I read in the proof-sheets of Hardy on Ramanujan: 'As someone said, each of the positive integers was one of his personal friends.' My reaction was, 'I wonder who said that; I wish I had.' In the next proof-sheets I read (what now stands): 'It was Littlewood who said...' (What had happened was that Hardy had received the remark in silence and with a poker face, and I wrote it off as a dud....)

 
John Edensor Littlewood
 

The number of syllables in the English names of finite integers tends to increase as the integers grow larger, and must gradually increase indefinitely, since only a finite number of names can be made with a given finite number of syllables.

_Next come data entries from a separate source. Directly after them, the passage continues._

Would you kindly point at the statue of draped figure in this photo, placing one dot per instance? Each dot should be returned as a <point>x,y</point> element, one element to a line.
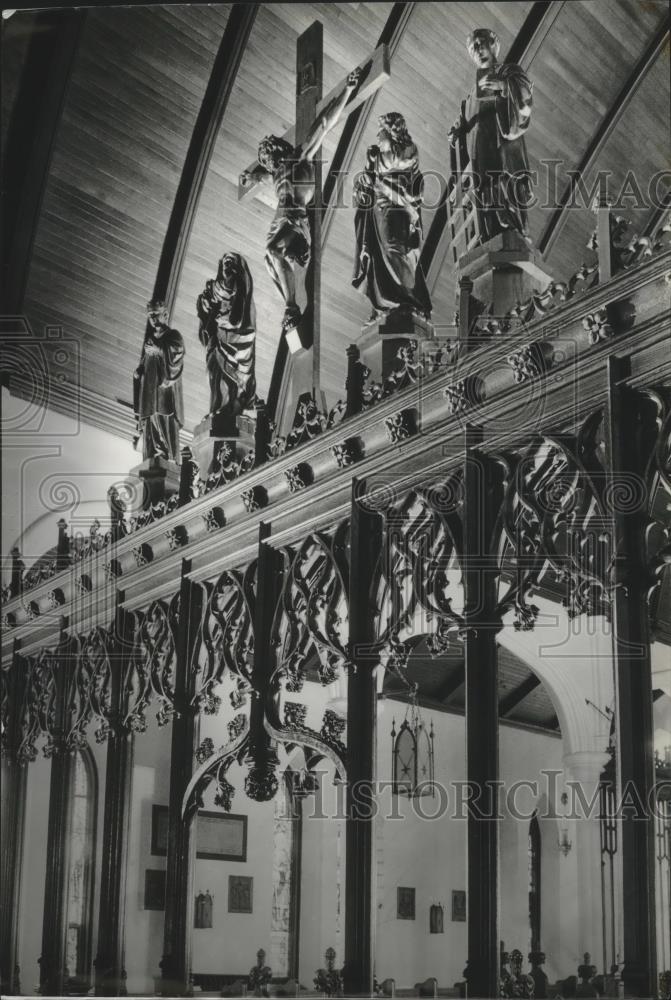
<point>388,223</point>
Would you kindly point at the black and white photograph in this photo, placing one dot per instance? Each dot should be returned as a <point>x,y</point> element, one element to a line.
<point>335,357</point>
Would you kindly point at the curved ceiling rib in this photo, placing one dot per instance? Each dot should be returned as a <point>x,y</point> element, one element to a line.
<point>30,142</point>
<point>356,123</point>
<point>201,147</point>
<point>599,139</point>
<point>524,49</point>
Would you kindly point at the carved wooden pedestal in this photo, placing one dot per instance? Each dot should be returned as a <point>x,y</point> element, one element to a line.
<point>158,480</point>
<point>383,338</point>
<point>210,434</point>
<point>501,273</point>
<point>13,788</point>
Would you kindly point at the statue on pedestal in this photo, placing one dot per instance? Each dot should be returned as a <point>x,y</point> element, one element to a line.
<point>487,139</point>
<point>228,332</point>
<point>388,223</point>
<point>289,243</point>
<point>157,387</point>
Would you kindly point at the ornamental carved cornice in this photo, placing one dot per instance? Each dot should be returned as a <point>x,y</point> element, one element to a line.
<point>250,498</point>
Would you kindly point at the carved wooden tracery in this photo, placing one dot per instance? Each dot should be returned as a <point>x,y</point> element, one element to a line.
<point>656,475</point>
<point>227,640</point>
<point>555,526</point>
<point>310,633</point>
<point>155,667</point>
<point>38,713</point>
<point>420,566</point>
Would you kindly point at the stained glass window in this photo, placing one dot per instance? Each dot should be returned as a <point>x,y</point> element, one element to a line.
<point>80,879</point>
<point>535,883</point>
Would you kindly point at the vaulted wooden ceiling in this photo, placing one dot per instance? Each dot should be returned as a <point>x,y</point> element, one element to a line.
<point>132,81</point>
<point>441,685</point>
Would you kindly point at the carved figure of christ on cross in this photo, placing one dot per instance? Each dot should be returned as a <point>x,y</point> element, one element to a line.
<point>294,240</point>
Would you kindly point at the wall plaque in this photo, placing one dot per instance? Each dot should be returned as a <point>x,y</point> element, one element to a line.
<point>405,903</point>
<point>220,836</point>
<point>459,905</point>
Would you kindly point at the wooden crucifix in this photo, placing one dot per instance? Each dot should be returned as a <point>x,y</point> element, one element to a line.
<point>294,240</point>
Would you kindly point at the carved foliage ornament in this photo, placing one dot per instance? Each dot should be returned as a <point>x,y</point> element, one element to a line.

Hence the names of some integers must consist of at least nineteen syllables, and among these there must be a least. Hence "the least integer not nameable in fewer than nineteen syllables" must denote a definite integer; in fact, it denotes 111, 777. But "the least integer not nameable in fewer than nineteen syllables" is itself a name consisting of eighteen syllables; hence the least integer not nameable in fewer than nineteen syllables can be named in eighteen syllables, which is a contradiction. This contradiction was suggested to us by Mr. G. G. Berry of the Bodleian Library.